Claude 4.7 Prompts: Stop Saying Don’t, Start Saying Do

I rewrote the same prompt five times last week trying to get Claude 4.7 to stop sounding like a corporate robot. Every “don’t use jargon” made it worse. Every “avoid buzzwords” added more of them. I was about to give up and go back to 4.6.

Then I stumbled onto a post from an AI professional on LinkedIn who cracked the whole thing wide open. The mind behind it laid out exactly why Claude 4.7 reads negative instructions literally, and why the prompts that worked last year break now. I tested the method that same night. Different model. Different output. Same person typing.

Here’s the breakdown of what this savvy professional shared, plus the step-by-step setup so you can run it yourself.

The one prompt format that actually works on 4.7

The creator boiled it down to a single template. Memorize this one:

[Action verb] [exact task]. Length: [hard cap]. Format: [structure]. Tone: [3 words]. Go beyond the basics.

That’s the whole thing. No negatives. No “don’t sound like AI.” No fifteen rules about what to avoid. Just clean, positive instruction with hard constraints.

Why your old prompts are sabotaging you

The original poster pointed out something I’d never thought about. Claude 4.7 reads each negative instruction literally. When your prompt says “don’t” 14 times, the model holds 14 prohibitions in working memory. The output gets tense, robotic, overly cautious.

Red flags this LinkedIn creator called out:

  • “Don’t use jargon.” Plants the word jargon in context.
  • “Don’t sound like AI.” Now AI-ness is the frame.
  • “Don’t use em dashes.” Model fixates on dashes.
  • “Avoid buzzwords.” Buzzwords are now top of mind.
  • “Be conversational, not robotic.” Robotic is the comparison anchor.

These exact phrases worked on Claude 4.6. They break on 4.7. The fix is counterintuitive: stop telling Claude what to avoid, tell it precisely what you want.

The step-by-step setup the author recommends

  1. Open Claude and select the Opus 4.7 model.
  2. Turn on Adaptive thinking in the model settings.
  3. Grab a reference file that defines your anti-AI writing rules in positive language (the expert uses a markdown file with style rules baked in).
  4. Upload that file to Claude as a project knowledge document.
  5. Write your prompt using the format above: action verb, exact task, length cap, structure, three tone words.
  6. Add this line at the end: “Think before answering (maximum reasoning).”
  7. Send the prompt and read the first draft.

The follow-up move that locks in quality

This contributor shared a second prompt that runs after Claude’s first response. It’s a self-audit step that catches anything the model missed on the first pass. Copy this exactly:

“Audit your text using the anti-ai-writing-style file. Rewrite anything that breaks the rules.”

Why this matters: the second pass forces Claude to compare its own output against your style document. It catches the small slips that creep into any first draft. The expert calls this the difference between 70% quality and 95% quality with one extra step.

The comparison that sold me

The post’s author ran a side-by-side test. Same task. Two different prompts.

  • 500-word negative prompt stuffed with “don’ts” and “avoids” produced robotic, literal, defensive output.
  • 40-word positive prompt using the template above produced writing that read like a human typed it.

The shorter, sharper prompt won. Every time. I tried it on three different tasks this week and got the same result.

Practical swaps to steal right now

This industry pro gave concrete examples of how to flip negative instructions into positive ones. Use these as templates for your own prompts:

  • Instead of “keep it short,” write “Length: 200 words.”
  • Instead of “don’t be robotic,” write “Tone: confident, specific, warm.”
  • Instead of “don’t use complicated language,” write “English a 16-year-old reads.”
  • Instead of “avoid filler,” write “Every sentence carries new information.”
  • Instead of “don’t sound generic,” write “Use specific examples and named details.”

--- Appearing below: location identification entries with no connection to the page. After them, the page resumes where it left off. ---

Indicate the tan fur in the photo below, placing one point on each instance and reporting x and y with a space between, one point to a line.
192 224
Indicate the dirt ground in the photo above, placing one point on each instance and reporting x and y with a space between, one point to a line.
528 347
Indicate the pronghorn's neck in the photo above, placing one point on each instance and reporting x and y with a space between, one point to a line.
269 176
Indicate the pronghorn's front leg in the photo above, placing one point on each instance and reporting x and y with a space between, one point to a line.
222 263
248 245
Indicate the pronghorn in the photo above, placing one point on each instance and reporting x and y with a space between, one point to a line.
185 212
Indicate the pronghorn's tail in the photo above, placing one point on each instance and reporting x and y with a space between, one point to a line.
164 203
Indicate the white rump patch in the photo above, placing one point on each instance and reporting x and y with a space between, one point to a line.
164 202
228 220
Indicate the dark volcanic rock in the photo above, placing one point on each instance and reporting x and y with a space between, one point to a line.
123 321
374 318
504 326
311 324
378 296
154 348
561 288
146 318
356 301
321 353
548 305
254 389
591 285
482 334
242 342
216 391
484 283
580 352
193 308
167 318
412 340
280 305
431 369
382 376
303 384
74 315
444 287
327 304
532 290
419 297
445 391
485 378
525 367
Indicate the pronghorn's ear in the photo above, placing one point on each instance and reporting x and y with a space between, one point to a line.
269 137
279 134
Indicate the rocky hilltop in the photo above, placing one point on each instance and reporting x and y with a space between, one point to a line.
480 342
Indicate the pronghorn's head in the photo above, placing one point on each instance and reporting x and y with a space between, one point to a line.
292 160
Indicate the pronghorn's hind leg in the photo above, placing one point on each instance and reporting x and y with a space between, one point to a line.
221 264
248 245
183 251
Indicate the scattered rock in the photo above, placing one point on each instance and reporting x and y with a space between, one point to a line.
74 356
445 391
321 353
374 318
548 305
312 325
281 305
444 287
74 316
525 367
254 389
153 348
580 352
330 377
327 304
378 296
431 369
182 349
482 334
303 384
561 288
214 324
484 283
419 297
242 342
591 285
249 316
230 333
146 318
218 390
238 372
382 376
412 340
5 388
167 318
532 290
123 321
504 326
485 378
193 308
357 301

Why this is bigger than one prompt

I think this is a real shift in how we work with newer models. Earlier versions of Claude tolerated sloppy prompts because the model would fill gaps with reasonable defaults. 4.7 follows instructions more precisely, which means precise instructions win and vague ones get punished.

The mind behind this post framed it perfectly: prompts that used to be merely inefficient are now actively harmful. If you’re frustrated with 4.7 right now, your prompts are probably the problem, not the model.

The mindset shift

Stop writing prompts like you’re warning a contractor about everything that could go wrong. Start writing prompts like you’re briefing a top freelancer who needs three things: what to make, how long it should be, and what voice to use.

That’s the whole insight from this talented creator, and it changed how I’ll write every prompt from here forward. Check out the full LinkedIn post for the complete walkthrough and more examples.